I have multiple pandas dataframes (5) with some common names index. They have different size. I need sum at least 5 different common colum names
(25 in total) from each dataframe and then compare the sums.
Data:
df_files = [df1, df2, df3, df4, df5]
df_files
out:
[ z name ... a b
0 10 DAD ... 4 4
1 10 DAD ... 5 4
2 10 DAD ... 3 6
3 10 DAD ... 9 2
4 10 DAD ... 11 1
... ... ... ... ... ...
7495 <NA> NaN ... 2 0
7496 <NA> NaN ... 5 3
7497 <NA> NaN ... 3 1
7498 <NA> NaN ... 2 0
7499 <NA> NaN ... 4 3
[7500 rows x 35 columns] #The dataframes are like this type but some vary in size.
What I need is to sum some specific common names
and then compare those sums to see if they match and if they do print out and OK, and if they do not see which value is not macthing with the others like: The value from "column name"
from df3
and df4
do not match with the others values and see the expected common value (when the other majority match) and the colums that match(or if they just match do not need to show it, just the common expected value).
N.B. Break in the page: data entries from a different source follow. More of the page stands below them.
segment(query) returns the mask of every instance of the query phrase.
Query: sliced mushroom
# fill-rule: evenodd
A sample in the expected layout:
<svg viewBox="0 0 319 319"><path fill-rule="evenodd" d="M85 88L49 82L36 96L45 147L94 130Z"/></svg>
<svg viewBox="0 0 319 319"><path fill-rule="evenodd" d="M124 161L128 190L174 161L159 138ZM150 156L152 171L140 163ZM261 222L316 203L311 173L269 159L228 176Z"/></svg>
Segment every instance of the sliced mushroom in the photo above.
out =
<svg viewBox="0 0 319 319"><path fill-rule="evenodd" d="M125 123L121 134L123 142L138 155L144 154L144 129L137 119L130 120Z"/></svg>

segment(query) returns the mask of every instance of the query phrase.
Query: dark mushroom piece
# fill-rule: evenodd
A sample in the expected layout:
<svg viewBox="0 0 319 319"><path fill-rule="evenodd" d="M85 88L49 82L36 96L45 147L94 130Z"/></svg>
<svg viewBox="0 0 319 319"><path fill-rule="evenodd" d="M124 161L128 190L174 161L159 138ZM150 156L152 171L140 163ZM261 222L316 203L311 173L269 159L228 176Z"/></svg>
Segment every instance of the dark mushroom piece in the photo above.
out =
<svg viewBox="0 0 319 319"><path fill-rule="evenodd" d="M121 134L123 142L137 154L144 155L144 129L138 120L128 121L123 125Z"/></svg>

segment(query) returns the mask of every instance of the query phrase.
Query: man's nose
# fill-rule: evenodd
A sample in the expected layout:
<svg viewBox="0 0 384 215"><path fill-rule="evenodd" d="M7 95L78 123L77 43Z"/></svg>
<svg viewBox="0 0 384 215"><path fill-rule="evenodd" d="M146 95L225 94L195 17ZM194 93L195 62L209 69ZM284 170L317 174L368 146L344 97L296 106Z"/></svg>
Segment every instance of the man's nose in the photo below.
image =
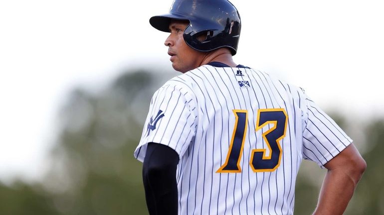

Maybe some of them will not match each other but the common expected value it will be assume as the value that is repeated the most and if any of them match that print out that the values needs correction to proceed because any of them match and see the values that not match.
I was begining with something like this:
Example:
df = pd.concat([df1["a"].sum(), df2["a"].sum(), df3["a"].sum(), df4["a"].sum(), df5["a"].sum()])
df
out:
a a a a a
0 425 425 426 427 425
or maybe they can be compared as a list of integers.
I will appreciate your attention with this question. I hope I have been specific.